Ainsi, la mythologie nordique raconte qu’Odin en voyage arrive à un lac à côté duquel pousse un Arbre plein de fruits magnifiques et près des racines de l’arbre se trouvent deux cygnes.  Il désire boire de l’eau et les gardiens demandent que pour prix de cette eau Odin donne l’un de ses deux yeux.  Et Odin le donne.  Avec le mental l’âme contracte des dettes, et avec la propriété acquise il y a les dettes, les hypothèques, qui y sont attachées, comme Murshid Inayat Khan l’a dit dans Le Grand Cycle de l’Ame.

Le guide spirituel

Et puis, le roi s’aperçoit que la jeune fille tombe malade, qu’elle dépérit.  Le roi envoie divers médecins pour la rétablir.  Nous cherchons diverses influences pour remédier au désir insatisfait de notre mental.  Ceux-ci se montrent souvent sans valeur.  Le médecin renommé est le guide spirituel, le Pîr, c’est Shams Tabriz à la direction de qui Roumi se confia.  L’orfèvre de Samarkand représente les attraits du monde extérieur pour lesquels le mental a une prédilection innée.  Mais la beauté du monde extérieur ne dure pas.  Le médecin conseille que la jeune fille soit mariée à l’orfèvre.  Le murshid n’éloigne pas son murîd de ce que le murîd désire.  Il dit que si le murîd désire quelque chose dans la vie, ce désir doit d’abord être satisfait.  Mais il peut alors montrer la nature de l’objet désiré, et peut faire que sa beauté s’évanouisse de sorte que l’attraction cesse.
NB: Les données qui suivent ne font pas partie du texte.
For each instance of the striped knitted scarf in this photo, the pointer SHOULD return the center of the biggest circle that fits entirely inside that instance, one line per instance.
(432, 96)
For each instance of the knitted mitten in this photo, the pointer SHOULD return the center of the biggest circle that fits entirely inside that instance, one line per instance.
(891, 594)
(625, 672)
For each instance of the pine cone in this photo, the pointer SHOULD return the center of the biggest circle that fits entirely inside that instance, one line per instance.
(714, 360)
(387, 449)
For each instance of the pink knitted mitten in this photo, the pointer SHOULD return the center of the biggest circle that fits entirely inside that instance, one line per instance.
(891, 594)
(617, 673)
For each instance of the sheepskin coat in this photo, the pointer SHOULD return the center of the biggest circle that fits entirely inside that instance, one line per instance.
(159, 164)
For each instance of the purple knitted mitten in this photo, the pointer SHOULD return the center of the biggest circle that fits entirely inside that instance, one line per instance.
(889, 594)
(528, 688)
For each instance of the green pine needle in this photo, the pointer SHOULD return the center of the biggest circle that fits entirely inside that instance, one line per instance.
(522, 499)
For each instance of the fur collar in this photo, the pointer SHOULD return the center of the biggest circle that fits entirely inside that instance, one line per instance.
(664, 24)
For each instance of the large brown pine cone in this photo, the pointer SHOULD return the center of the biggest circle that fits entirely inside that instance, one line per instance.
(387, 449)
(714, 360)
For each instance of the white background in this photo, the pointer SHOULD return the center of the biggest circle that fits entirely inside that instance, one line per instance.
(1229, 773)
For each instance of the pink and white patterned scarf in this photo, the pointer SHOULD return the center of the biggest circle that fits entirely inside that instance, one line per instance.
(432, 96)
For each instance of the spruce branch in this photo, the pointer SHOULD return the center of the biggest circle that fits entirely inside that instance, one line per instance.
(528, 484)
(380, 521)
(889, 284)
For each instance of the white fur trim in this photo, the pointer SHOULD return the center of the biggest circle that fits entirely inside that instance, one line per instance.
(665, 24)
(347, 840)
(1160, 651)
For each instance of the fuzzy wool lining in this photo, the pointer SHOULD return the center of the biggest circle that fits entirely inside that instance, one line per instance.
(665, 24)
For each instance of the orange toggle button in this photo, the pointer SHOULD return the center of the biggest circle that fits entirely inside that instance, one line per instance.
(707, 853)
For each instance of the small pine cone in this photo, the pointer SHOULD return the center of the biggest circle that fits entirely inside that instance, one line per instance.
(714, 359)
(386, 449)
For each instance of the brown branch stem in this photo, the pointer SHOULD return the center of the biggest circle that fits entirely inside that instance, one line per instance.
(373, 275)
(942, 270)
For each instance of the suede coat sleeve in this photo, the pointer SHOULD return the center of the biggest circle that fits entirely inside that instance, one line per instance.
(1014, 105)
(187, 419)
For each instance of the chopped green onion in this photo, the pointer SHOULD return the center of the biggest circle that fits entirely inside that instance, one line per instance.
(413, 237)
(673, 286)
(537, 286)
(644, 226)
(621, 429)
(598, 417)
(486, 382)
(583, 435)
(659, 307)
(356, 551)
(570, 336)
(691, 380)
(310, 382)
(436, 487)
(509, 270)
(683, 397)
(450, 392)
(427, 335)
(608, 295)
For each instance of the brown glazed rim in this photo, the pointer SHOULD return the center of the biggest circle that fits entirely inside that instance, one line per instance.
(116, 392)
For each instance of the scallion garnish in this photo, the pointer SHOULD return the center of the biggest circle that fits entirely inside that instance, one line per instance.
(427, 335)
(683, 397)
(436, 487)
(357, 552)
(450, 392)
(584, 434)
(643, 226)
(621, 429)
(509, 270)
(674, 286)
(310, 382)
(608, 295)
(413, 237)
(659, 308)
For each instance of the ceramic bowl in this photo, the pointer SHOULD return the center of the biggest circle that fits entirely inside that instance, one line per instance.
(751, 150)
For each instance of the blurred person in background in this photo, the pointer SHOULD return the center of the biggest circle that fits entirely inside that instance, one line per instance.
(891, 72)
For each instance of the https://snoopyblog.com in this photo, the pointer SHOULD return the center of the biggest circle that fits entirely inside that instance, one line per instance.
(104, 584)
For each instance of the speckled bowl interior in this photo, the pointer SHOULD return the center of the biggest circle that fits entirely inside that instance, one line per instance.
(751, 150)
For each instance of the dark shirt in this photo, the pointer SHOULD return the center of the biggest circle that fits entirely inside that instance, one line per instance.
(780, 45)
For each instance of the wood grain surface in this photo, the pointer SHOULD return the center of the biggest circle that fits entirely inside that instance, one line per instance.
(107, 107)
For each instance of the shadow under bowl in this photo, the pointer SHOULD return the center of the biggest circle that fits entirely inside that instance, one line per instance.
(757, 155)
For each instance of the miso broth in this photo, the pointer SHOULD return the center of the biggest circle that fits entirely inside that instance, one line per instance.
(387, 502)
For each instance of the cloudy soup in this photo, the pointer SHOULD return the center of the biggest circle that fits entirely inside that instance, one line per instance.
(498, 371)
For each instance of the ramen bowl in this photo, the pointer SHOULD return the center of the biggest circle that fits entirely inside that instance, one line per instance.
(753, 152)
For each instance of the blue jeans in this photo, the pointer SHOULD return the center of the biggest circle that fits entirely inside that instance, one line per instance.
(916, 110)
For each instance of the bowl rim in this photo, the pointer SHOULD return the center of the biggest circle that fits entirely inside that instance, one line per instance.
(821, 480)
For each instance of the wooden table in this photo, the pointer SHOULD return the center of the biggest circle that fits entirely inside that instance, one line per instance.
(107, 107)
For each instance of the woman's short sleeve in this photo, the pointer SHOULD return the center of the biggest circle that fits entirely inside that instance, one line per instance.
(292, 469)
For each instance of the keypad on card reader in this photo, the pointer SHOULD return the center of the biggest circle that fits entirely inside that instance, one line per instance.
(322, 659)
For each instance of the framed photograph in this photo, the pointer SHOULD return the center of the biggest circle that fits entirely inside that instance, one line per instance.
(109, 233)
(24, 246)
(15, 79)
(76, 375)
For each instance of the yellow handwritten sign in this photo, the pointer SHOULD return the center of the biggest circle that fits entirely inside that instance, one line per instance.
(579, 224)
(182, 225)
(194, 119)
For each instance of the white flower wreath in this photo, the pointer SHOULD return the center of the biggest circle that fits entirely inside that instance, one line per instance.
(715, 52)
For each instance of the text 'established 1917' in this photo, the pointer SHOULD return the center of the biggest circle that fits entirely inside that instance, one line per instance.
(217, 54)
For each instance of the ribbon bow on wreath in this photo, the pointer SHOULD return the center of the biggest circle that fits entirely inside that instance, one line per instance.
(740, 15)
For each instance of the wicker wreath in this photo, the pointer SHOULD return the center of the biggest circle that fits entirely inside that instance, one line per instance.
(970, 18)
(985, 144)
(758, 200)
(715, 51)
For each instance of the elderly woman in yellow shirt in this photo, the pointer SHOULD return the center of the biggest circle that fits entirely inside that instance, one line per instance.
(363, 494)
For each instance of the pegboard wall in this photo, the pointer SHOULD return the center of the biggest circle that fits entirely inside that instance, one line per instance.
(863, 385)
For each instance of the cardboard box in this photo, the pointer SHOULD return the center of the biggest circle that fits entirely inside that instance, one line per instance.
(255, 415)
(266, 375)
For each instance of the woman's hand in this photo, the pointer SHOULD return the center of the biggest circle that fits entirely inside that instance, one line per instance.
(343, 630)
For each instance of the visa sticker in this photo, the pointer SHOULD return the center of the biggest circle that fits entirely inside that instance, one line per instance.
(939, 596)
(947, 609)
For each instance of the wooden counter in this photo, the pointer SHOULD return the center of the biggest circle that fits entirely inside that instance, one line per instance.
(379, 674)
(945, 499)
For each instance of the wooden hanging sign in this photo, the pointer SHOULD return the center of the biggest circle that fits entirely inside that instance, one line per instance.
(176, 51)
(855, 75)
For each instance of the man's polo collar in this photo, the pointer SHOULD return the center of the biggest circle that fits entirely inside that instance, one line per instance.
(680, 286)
On peut alors poser la question : était-il injuste de la part du médecin d’agir ainsi ?  La question est non, car c’était le décret de Dieu.  C’est la nature de la vie dans le monde que tous les objets ou possessions, toutes les réalisations se fanent ou périssent, et alors l’attraction qu’ils avaient a disparue :

« Tout ce qui est né, fait, construit, est un jour ou l’autre susceptible de destruction »

Coran

Et montrer leur nature périssable consiste à découvrir ce qui dure, de désigner ce qui est au-dessous et au-delà. 

L’harmonisation du mental avec l’âme

Roumi dit :

« L’amour pour les morts ne dure pas ». 

Alors, ne faut-il pas aimer ceux qui sont passés de cette terre, ceux qui s’en sont allés de nous ?  Nous les aimons parce que nous vivons et même nos pensées, notre concentration donneront vie à ce qu’elles contiennent.  Mais quoi que ce soit de mort n’a plus de magnétisme pour nous attirer.  Un poète a dit :

« La beauté nous attire par un seul cheveu ». 

Ce cheveu – dit Roumi – une fois tombé et mort, devient répulsif, « l’Amour est pour le Vivant ».

Quand le monde perd sa couleur, c’est le moment où le mental cherche quelque chose d’autre, quand une personne commence à se détourner du monde extérieur vers l’esprit au-dedans.  Il est dit dans l’histoire que le roi s’intéressa de plus en plus au médecin.  Il lui dit : « C’est vous que j’aime ».  L’âme que représente le roi est graduellement et de plus en plus attirée par l’âme illuminée qui vient comme guide spirituel, beaucoup plus que par ce qui auparavant l’avait tant attirée, son mental individuel qui est personnifié par la servante. 

« Pour chaque être – dit Pîr-o-Murshid- Il doit y avoir un accord, une harmonisation. 
Le mental peut être d’abord harmonisé avec la volonté ;  l’âme elle-même est volonté, la part divine de l’homme ». 

C’est ce que Roumi nous dit dans la première histoire de son livre.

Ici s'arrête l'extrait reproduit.